Kram writes here about Frazier's fight with Jerry Quarry on June 17, 1974 at Madison Square Garden: "Odds dipped from 6-5 Frazier to even money with the arrival of fight night, clear indication that regardless of how Frazier had drubbed him in their prior meeting, the personable white heavyweight had a loyal following of fans who had warmed to reports of his reclamation. But Frazier was certain that the new Jerry Quarry would quickly revert to the old one as soon as he laid leather on him, and that is exactly what happened. Only in the first round and briefly in the second did Quarry try to box Joe as (his manager Gil) Clancy had instructed. From that point on, it was all Joe. Grinning as he advanced upon Quarry, he pounded him to the body and head, as Quarry began bleeding from a cut over his right eye. Frazier worked Quarry with both hands to the body in the third and stunned him with a solid right cross to the head. Clancy yelled, 'Mooooove! Mooooove!' Quarry stood as if his boxing shoes were encased in concrete while Frazier pummeled him again and again.
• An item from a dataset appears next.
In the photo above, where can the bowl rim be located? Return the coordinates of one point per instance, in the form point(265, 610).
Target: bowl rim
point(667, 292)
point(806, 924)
Through the fourth round, Frazier continued to pour it on, backing Quarry into one set of ropes and then another. With thirty seconds remaining in the round, Frazier landed a double left hook to the head and chin, which appeared to freeze Jerry in midair before he caught himself from falling. Just before the bell, Frazier connected with a fierce left hook to the abdomen that caused Quarry to sink to the canvas. Quarry got up at the bell as the count reached five. With tears in her eyes, (his wife) Charlie left her seat and headed toward the dressing rooms.
"Standing over him before the fifth round, Clancy alternately scolded Quarry for 'throwing the fight plan out the window' and worked to close the cuts that had opened up over both eyes. Cleared to continue by New York State Athletic Commission physician Dr. Harry Kleiman, Quarry came for the fifth with his hands held high to protect his face. When Frazier drilled him with yet another unanswered right hand to the head, Quarry held up his gloves in apparent surrender, as blood began pouring harder now from the cut over his left eye. Frazier pointed to Quarry and told (referee) Joe Louis, 'The man is cut bad. What are you going to do?' But Louis looked at him blankly. Along press row, writers and others called out to the Brown Bomber, 'Stop it, Joe! Stop the fight!' Thinking that the action would be halted, Frazier turned back to his corner, but Louis ignored the cries to end the fight and signaled the two fighters to continue. Upon hearing (trainer Eddie) Futch yell, 'Go back in there!' Frazier caught Quarry with two left hooks that caused his body to shudder. Only then did Louis step in and stop it, at 1:37 of the round. In hos column the following day in the Los Angeles Times, Jim Murray waxed grimly, 'It was a fight so brutal and atavistic [that] this dispatch should be filed in cave drawings.'
"Given up for a ghost of his old self only days before by the press, Frazier was full of new energy and resolve in his evisceration of Quarry. Clancy claimed he had never seen Frazier look better and predicted he would beat the winner of the Ali-Foreman bout scheduled for Kinshasa on October 30. 'O ye of little faith,' Futch told reporters with a big grin. As Frazier had said of (Joe) Bugner the year before, he had no desire to injure Quarry more than he had. Joe explained, 'When it looked like the skin was ripping off his eye, I wanted it stopped. I have a warm feeling for Jerry.' On his way out of the Garden, Frazier stopped in and said good-bye to Quarry, who had required a total of eighteen stitches - fifteen over the left eye, three over the right. 'Stop by if you ever happen to be in the neighborhood,' Frazier told him. With an ice bag affixed to the purple bruises that covered his face, Quarry told him, 'You are a helluva man.'"

You will have the same thought about Frazier after reading Smokin' Joe, a perfect gift for Father's Day.